Ne istiyorum?
Dolunay akşamları çok güzel oluyor arazide. Zifiri karanlık öyle güzel aydınlanıyor ki öylece oturup izliyorsun büyülü ışığını Ay'ın. Geçen Dolunay, camın önünde oturmuş düşünürken yeşerdi içimde bu liste; ne istediğime odaklandım bu defa, ne istemediğim yerine.
- Herkesin o an bildiği kadarıyla elinden gelenin en iyisini yaptığını daha çok hatırlamak.
- Duygu ve ihtiyaçlara yönelik kelime haznemi genişletmek.
- İnsanların kelimelerinden ve davranışlarından bağımsız olarak içindeki ışığı, ruhu, güzeli daha çok görmek ve kelimelerin ardındaki ihtiyaçlarını fark edebilmek.
- Talep ve yargıları ihtiyaç/fikir olarak duyabilmek.
- İnsanların benimle ilgili olumlu/olumsuz ifadelerinin benim kim/nasıl olduğumun değil, kendi ihtiyaçlarının veya kim olduklarının bir ifadesi olduğunu hatırlamak.
- Şu anda her ne yapıyorsam dikkatimi, kalbimi tamamen ona vermek. Şimdi'de ve Kabul'de olmak.
- Şimdi'de içimde canlı olanla bağlantıda olmak ve ilişkilerimde tepki/cevap vermek için acele etmemek. Önce canlı olanı duymak, anlamak.
- İhtiyaçlarımı ve içimde canlı olanı daha çok ifade etmek.

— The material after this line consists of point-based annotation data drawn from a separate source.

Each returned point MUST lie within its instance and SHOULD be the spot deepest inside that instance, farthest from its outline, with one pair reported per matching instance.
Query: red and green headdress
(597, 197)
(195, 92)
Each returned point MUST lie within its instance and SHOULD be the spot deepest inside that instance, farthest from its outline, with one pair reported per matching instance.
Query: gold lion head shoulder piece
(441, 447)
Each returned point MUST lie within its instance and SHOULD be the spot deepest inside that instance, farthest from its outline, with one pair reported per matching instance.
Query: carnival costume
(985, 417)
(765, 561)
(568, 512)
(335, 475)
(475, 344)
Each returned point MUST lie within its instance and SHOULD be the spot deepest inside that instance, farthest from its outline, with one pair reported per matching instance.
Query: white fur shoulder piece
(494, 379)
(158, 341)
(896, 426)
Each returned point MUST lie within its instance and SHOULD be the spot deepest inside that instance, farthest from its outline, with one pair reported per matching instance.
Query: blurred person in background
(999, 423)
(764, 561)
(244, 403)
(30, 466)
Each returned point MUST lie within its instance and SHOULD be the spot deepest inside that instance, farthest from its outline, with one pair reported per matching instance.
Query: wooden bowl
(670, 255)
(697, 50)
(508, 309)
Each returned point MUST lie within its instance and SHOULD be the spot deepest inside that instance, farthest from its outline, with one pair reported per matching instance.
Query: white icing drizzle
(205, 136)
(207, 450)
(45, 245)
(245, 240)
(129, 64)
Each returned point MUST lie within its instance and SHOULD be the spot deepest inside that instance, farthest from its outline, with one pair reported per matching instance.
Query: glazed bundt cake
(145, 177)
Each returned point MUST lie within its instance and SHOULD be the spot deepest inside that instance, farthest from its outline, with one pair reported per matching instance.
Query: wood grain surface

- Değerlerimi ve düşüncelerimi coşkuyla ve dürüstlükle ifade etmek.
- Karşımdakinin gerçeğini anlayabilmek için daha çok soru sormak.
- İşbirliği yaparken ne beklediğimizi ve yöntemi işe başlamadan önce karşılıklı netleştirmek.
- Sezgilerimi duyabilmek ve dinlemek.
- Başkalarının iyiliğine katkıda bulunma arzusu ile vermek!
- Hali hazırda verdiğim özgün armağanlarımın farkına varmak ve kendimi takdir etmek.
- Sabahları güne şarkı söyleyerek başlamak.
- Yeme motivasyonumun farkında olmak (duygusal mı, fiziksel mi?)
- Bedenimin farkında olmak ve onunla konuşmak.
- Takdir ve şükran ifadelerimi çoğaltmak.
- Oyun oynamak.
- Doğayı; ağacı, hayvanı, bitkiyi, suyu, yıldızları, ayı, güneşi ve havayı "duymak", hissetmek.
- Kalpten istemek ve verileni/takdiri/teşekkürü zarafetle kabul etmek.
- Dişi ve erili fark etmek ve dengelemek.
- Kırıldığımda ve kızdığımda bile kalp açıklığımı korumak.
- Her sabah, aklım ve kalbim tamamen onunla olarak, kızımla vakit geçirmek.
- Arazide "yalnız ve sessiz" zaman geçirmek.
- Nefesimin farkında olmak ve nefesimi tutmadan düzenli, derin nefesler almak.
- Çenemdeki gerginliğin farkına varmak ve gevşemek.
- Seçimlerimin/davranışlarımın motivasyon kaynağının farkında olmak ve dengemi sağladığımda seçim yapmak.
- Meditatif ritüellerimi ve buna yönelik ihtiyaçlarımı belirlemek.
- Aynaya, kendi gözlerimin içine sevgiyle bakmak.
- İnsanların gözlerinin içine bakmak.
- Onarmak ve şifalandırmak.
- Daha çok dinlemek (kendimi, başkalarını, evreni, her şeyi...)
- Bir'liği hissetmek ve evrende işlerin işleyiş biçimine güvenmek.
- Yalnız olmadığımı hatırlamak.
- Özdeğerimi bilmek ve gücüme sahip çıkmak.
Bu listeyi yaptığımdan beri daha coşkulu ve neşeli hissediyorum kendimi. Sanki her bir madde daha çok ve daha sık gerçekleşiyor gibi. Kendimle ne yapmak "istemediğim" ya da ne yapmam "gerektiği" üzerine yaptığım konuşmalar hiç böyle hissettirmiyordu. Sanıyorum ki biri benden bir şey talep ettiğinde ve bunun gerekliliğini/zorunluluğunu vurguladığında nasıl direnç hissediyorsam aynen öyle direnç duvarı inşa ediyordum kendime de.
Ne istediğimi duymak/bilmek ve bunu "seçmek" çok şey değiştirdi bir anda. Şöyle büyük bir "Ohhhh!" dedim omzumda yük hissetmek yerine.